A correlation-based approach for predicting
protein domains from sequence
M. Lexa1
1Masaryk University, Faculty of Informatics,
Botanicka 68a, 60200 Brno, Czech Republic
lexa@fi.muni.cz
Protein
structure prediction from sequence is a very important problem that has not
been solved satisfactorily yet. Prediction is possible for some sequences by
the means of homology modelling, threading, fragment assembly or ab-initio
modelling. An important step of any prediction method is preprocessing of the
analyzed sequence to recognize the presence of possible domains. If domains can
be identified, the problem can be split into a set of simpler problems, each
dealing with one domain separately. Domains often contain typical regions of
sequence similarity to other proteins containing the same domain, therefore
similarity searches represent a natural approach to domain identification. This
has been used, for example, in the construction of the ProDom database of
protein domains [1]. Unfortunately, many sequences lack sequence similarity to
existing proteins, and domains can not be identified this way. An alternative
method based on a statistic recognizing interdomain regions, rather then the
domains themselves, predicts domain boundaries from the amino acid compostion
of the analyzed sequence regardless of the presence or absense of sequence
similarity [2]. Another method predicts the boundaries of domains by
considering the hydrophobicity of aminoacids and their likelihood to occur
inside or outside a typical globular domain [3].
In this
contribution, I present a new approach to domain prediction. While based on
sequence similarity as some previous methods, it only relies on very short
segments of sequence similarity that might be considered noise by many other
methods. The novelty and potential power of this method lies in the subsequent
analysis of the identified short similarities. These are considered in pairs
ocurring along the analysed sequence. Pairs that are found correlated in a
large protein database are assumed to have some common function (structural or
other) in the protein. As such, they are much more likely to exist within a
single domain, since domains are often considered to be units of elementary
functions. Regions of the analyzed sequence spanned by many such correlated
pairs are then evaluated as domain candidates. Regions with a minimal number of
spanning correlations are predicted to be domain boundaries. Compared to
previously reported version of this approach [4], a clustering step has been
added to the analysis, to enable detection of non-contiguous domains.
The new
method is being tested against a database of proteins with known domain
composition.
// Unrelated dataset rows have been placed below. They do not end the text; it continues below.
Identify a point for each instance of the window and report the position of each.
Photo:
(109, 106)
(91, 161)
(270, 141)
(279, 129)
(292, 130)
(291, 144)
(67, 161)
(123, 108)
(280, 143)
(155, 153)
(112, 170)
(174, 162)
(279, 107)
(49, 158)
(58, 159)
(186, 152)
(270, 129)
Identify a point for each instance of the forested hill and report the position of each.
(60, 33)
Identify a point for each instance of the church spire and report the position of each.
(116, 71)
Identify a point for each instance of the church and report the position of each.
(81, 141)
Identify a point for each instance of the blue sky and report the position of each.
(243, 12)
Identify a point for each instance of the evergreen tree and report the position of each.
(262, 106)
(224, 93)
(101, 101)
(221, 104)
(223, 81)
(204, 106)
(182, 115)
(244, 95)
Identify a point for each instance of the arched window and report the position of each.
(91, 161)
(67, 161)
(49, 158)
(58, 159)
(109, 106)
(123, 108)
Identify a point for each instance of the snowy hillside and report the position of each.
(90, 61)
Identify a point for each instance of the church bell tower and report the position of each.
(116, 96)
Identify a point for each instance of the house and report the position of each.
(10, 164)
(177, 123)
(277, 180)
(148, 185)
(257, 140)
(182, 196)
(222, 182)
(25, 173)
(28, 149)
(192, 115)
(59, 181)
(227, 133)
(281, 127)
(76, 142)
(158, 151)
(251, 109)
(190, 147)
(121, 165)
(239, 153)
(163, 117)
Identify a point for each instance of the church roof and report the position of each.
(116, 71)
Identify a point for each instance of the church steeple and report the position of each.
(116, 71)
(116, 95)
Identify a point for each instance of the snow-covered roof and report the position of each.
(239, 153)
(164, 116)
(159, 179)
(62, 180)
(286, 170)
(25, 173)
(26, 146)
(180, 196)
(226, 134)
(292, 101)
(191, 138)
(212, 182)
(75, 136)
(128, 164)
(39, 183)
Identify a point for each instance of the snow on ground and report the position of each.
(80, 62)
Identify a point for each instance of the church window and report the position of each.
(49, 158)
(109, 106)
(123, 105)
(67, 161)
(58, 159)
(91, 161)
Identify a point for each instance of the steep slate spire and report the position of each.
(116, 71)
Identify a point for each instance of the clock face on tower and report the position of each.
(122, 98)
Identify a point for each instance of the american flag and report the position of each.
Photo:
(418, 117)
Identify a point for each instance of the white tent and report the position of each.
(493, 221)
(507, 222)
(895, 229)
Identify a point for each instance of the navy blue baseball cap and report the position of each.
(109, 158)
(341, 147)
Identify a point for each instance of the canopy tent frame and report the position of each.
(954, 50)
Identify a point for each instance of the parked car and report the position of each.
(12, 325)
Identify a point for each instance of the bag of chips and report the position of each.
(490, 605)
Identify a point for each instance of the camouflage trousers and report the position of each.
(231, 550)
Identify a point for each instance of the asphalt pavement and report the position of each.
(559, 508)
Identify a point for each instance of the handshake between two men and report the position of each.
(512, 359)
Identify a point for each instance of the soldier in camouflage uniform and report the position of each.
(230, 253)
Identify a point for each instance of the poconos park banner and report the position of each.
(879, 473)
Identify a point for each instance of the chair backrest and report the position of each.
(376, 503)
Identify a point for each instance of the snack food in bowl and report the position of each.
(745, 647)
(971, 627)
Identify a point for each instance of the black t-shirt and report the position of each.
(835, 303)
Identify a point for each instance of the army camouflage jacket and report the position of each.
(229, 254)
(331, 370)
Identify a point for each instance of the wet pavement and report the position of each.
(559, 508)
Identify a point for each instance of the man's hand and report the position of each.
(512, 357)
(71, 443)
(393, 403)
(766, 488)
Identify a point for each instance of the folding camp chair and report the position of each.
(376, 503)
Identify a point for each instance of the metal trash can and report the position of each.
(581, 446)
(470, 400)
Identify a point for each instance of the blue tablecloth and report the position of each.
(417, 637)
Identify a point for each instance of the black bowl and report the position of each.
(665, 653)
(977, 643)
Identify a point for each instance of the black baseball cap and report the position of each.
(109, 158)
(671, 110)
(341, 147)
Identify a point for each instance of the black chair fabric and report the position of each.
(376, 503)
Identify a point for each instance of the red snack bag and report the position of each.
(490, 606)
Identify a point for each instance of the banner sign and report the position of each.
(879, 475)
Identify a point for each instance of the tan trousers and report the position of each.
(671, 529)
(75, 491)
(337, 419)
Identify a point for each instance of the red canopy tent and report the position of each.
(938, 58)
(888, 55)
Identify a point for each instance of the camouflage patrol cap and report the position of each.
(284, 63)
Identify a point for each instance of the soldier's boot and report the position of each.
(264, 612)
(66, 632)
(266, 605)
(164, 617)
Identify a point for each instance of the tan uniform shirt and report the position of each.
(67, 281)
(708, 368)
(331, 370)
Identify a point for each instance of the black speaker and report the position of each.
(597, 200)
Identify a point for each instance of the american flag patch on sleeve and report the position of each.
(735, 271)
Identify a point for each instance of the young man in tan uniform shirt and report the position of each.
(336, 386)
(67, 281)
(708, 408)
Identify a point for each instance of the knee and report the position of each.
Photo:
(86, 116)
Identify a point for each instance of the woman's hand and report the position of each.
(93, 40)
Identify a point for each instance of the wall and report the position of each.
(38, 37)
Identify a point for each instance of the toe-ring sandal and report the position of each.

Other methods will be compared to our methods and the results
presented.
1. F. Servant, C. Bru, S. Carrere, E. Courcelle,
J. Gouzy, D. Peyruc, D. Kahn, ProDom: automated clustering of homologous
domains, Briefings in Bioinformatics,
3, (2002), 246-251.
2. M.
Dumontier, R. Yao, H.J. Feldman, C.W.V. Hogue, Armadillo: domain boundary
prediction by amino acid composition Journal
of Molecular Biology, 350,
(2005), 1061-1073.
3. R.A. George, K. Lin, J. Heringa,
Scooby-domain: prediction of globular domains in protein sequence, Nucleic Acid Research, 33, (2005), W160-W163.
4. M. Lexa, G. Valle, Combining rapid word searches with segment-to-segment alignment for sensitive similarity detection, domain identification and structural modelling, Proceedings of the Bioinformatics Italian Society Meeting Padova 26-27 March 2004, (2004), A66.